Doye Miller believes his recent stroke was God’s way of telling him to slow down. Doye, 60, runs a 2,000 acre ranch in Tryon, Neb., works as a conductor for the Union Pacific Railroad and, is a husband, father and grandfather. “I’m a busy guy — always on the go,” said Doye.
On Jan. 10, Doye was 50 miles from home in North Platte, picking up supplies when he started feeling light-headed. Doye’s voice began slurring during a phone conversation with his wife, Vickie, who told him to get to the emergency room. By the time Vickie arrived, Doye’s mouth was drooping. When the tests results confirmed the stroke, it had completely paralyzed the right side of Doye’s body.
No longer able to walk or talk, Doye was frustrated when he admitted to Madonna a few days later. “I had trouble spitting out what I wanted to say,” said Doye.
Instead of herding cattle and switching boxcars, Doye’s primary focus became rehabilitation. Occupational, physical, and speech therapy filled his days. “It was all challenging and didn’t come easy,” said Doye, who admits to being stubborn. “But I have a lot of determination.”
Within a week, the rancher’s calloused hands were gripping a walker as he took his first steps. Technology, like the Madonna ICARE, restored Doye’s gait, strengthened his legs and brought him closer to his main goal of walking independently.
And Doye learned a lot about stroke.
“I never fathomed that a stroke was a brain injury,” said Doye. Solving simple puzzles and math games stretched his mind. “I felt like a two-year-old starting all over again.” But Doye was encouraged as the repetition of therapy increased his physical dexterity and brought his critical thinking skills to life.
By mid-February, Doye completed his inpatient therapy and started the Transitional Living Program (TLP).
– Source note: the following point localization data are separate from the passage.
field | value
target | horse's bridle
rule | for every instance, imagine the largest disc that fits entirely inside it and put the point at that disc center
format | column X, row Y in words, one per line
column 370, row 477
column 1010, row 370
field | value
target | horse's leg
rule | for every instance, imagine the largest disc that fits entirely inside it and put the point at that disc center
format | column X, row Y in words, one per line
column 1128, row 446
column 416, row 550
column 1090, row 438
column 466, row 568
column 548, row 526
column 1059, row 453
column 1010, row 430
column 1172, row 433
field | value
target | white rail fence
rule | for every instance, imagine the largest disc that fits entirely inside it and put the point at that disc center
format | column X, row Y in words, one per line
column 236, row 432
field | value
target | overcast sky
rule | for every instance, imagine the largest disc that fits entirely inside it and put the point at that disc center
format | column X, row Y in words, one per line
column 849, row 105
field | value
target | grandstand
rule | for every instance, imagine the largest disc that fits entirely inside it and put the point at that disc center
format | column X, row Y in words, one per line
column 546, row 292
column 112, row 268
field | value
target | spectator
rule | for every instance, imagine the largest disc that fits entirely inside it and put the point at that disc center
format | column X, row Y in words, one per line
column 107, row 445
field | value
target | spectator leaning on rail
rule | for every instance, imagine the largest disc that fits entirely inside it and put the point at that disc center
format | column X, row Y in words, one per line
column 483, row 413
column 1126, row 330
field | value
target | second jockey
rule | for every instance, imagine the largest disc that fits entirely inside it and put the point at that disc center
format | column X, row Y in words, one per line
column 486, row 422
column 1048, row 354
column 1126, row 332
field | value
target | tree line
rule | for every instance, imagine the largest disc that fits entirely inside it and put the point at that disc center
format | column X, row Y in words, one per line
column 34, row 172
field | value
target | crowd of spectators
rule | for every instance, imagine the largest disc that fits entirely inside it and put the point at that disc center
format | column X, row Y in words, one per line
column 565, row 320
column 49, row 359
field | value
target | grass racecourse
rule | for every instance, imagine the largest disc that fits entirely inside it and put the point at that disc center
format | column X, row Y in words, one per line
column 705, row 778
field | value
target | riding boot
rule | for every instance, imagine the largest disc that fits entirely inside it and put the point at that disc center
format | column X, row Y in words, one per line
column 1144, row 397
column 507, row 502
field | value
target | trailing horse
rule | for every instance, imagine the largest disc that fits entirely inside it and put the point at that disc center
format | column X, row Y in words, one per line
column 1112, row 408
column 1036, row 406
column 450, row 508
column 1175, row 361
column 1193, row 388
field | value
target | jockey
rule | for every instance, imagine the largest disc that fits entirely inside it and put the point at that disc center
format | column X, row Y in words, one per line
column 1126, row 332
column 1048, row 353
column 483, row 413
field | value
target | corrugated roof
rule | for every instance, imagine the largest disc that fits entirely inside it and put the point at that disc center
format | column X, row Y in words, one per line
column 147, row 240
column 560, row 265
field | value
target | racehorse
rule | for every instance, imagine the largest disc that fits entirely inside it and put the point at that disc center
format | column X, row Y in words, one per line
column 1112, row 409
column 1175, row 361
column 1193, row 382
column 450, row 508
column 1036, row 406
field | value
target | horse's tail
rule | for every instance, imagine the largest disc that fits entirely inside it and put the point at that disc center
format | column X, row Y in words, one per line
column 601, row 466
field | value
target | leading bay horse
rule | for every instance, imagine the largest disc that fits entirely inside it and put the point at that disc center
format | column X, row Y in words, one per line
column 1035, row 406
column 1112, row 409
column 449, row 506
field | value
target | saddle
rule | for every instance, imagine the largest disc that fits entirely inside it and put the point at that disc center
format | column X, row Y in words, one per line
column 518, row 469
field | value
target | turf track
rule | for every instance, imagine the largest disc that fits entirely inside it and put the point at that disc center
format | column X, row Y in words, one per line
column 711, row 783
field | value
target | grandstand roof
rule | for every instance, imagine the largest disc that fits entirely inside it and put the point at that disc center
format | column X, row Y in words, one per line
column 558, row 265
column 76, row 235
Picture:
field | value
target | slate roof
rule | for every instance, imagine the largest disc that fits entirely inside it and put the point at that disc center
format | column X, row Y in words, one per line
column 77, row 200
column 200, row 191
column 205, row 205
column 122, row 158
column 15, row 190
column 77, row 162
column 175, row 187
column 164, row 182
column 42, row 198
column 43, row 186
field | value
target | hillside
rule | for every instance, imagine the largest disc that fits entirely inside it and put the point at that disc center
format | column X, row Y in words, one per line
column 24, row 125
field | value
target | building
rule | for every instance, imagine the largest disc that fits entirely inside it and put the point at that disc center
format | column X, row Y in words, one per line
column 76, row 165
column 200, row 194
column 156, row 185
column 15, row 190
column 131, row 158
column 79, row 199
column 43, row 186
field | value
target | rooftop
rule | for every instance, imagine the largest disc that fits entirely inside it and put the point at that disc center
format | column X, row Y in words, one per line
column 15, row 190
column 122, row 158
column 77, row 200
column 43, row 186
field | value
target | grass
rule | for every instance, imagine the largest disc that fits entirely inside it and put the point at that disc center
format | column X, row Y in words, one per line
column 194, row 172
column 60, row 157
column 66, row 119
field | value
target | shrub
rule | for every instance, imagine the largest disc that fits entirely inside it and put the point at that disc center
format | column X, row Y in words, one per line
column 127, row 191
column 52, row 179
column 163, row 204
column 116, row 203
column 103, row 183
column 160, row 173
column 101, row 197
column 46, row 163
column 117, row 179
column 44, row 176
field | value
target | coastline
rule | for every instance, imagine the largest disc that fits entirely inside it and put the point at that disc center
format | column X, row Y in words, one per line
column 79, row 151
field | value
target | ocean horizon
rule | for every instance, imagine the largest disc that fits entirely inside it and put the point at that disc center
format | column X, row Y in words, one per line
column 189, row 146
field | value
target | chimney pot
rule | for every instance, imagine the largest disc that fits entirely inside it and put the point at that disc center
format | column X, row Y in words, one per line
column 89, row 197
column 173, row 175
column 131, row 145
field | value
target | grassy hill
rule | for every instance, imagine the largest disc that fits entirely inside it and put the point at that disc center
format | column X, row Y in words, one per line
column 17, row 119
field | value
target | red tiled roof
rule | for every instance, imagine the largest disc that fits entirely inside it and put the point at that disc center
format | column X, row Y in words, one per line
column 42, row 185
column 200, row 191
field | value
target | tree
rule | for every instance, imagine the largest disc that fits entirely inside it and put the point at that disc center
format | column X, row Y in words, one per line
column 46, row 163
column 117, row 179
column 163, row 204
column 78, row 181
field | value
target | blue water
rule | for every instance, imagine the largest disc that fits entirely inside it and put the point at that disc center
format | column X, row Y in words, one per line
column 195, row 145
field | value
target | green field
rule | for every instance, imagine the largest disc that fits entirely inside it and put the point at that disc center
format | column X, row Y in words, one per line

The program focuses on restoring independent living skills and returning to life roles, while maintaining a patient’s medical/rehabilitation needs on the subacute level. This reduces the average length of stay in acute rehabilitation, promotes exceptional outcomes and better prepares people to return to independent living at a lower overall cost.
“To qualify, patients must be medically stable, be able to direct their own care, tolerate several hours of daily therapy and have a community discharge plan in place,” said Karen Divito, director of rehabilitation programs. Since Medicare and Medicaid do not currently recognize the program, the patient must also have workers compensation, group health insurance coverage or agree to privately pay.
Doye lived for a month in the TLP housing unit on Madonna’s main campus that offers supervision 24/7. He participated in recreational outings and learned to cook for himself. “It’s a good concept to learn on your own, but with supervision,” said Doye, who appreciated the program being tailored to his interests. “I also realized it takes time to get you back to where you were before.”
The stroke made Doye rethink this next chapter of life on his ranch in the beautiful Sandhills. He’s made lifestyle changes — reducing stress and taking his medications. “I want to be healthy so I can be around to enjoy it.”